Na universidade – no jornalismo feito na Estácio-Niterói e na comunicação/ciências sociais na Finlândia – eu venho descobrindo aos poucos maneiras de juntar pensamento crítico com possibilidades concretas de ação.

E aí entra a favela.

Ao contrário do que muit@s amig@s pensam, eu não estudo favela. Eu sei como as favelas surgiram, sei dos problemas que os moradores enfrentam no dia-a-dia e sei das alegrias que eles vivem também.  Mas meu interesse não é estudar essas coisas (apesar de falar delas o tempo todo…rs).
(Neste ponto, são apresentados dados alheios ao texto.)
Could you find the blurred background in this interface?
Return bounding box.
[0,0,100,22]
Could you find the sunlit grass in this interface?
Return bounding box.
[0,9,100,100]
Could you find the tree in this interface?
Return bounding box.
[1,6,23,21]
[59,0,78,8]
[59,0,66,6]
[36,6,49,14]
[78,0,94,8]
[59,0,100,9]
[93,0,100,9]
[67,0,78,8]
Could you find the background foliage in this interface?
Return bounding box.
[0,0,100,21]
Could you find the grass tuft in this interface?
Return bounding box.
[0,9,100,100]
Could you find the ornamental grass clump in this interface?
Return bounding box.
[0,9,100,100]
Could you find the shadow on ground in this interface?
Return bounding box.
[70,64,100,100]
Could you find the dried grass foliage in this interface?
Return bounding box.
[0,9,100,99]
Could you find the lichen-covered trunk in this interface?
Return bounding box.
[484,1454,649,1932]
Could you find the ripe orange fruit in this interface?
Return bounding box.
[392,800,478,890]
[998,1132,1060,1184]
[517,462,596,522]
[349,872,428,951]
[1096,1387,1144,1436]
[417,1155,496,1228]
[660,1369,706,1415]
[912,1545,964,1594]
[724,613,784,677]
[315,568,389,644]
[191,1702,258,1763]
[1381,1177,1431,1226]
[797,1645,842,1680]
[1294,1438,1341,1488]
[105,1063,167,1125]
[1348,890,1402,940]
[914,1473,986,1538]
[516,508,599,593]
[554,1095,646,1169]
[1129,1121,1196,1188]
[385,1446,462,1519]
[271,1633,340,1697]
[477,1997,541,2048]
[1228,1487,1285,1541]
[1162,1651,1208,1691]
O que eu quero aprender é como algumas pessoas que moram em favelas – com todos seus problemas e limitações – conseguem agir para causar mudança social e gerar pensamento crítico dentro e fora da favela.

Eu acho que esse objetivo em si já é uma ação, mesmo que pequena.  Através do meu estudo ou dos updates, muit@s amig@s (no Brasil e fora) vão ouvir sobre favela sem relacionar com criminalidade ou pobreza.

Mas eu quero mais: eu quero aprender o que el@s fazem, trocar ideias com el@s, refletir sobre as ações e criar maneiras para eu agir também.

Basicamente eu cansei de reclamar que brasileiros não fazem nada pra mudar. Então tento aprender com brasileiros que fazem pra fazer também (seja na Finlândia, no Rio, em Magé ou em qualquer lugar).

Mas por que eu tô procurando nas favelas?  Porque o cotidiano da favela é muito parecido com o que eu vivia em Magé. Desde pequeno com a família ensinando o valor do trabalho e das companhias.  O convívio tranquilo ou turbulento com gente que escolheu o caminho errado.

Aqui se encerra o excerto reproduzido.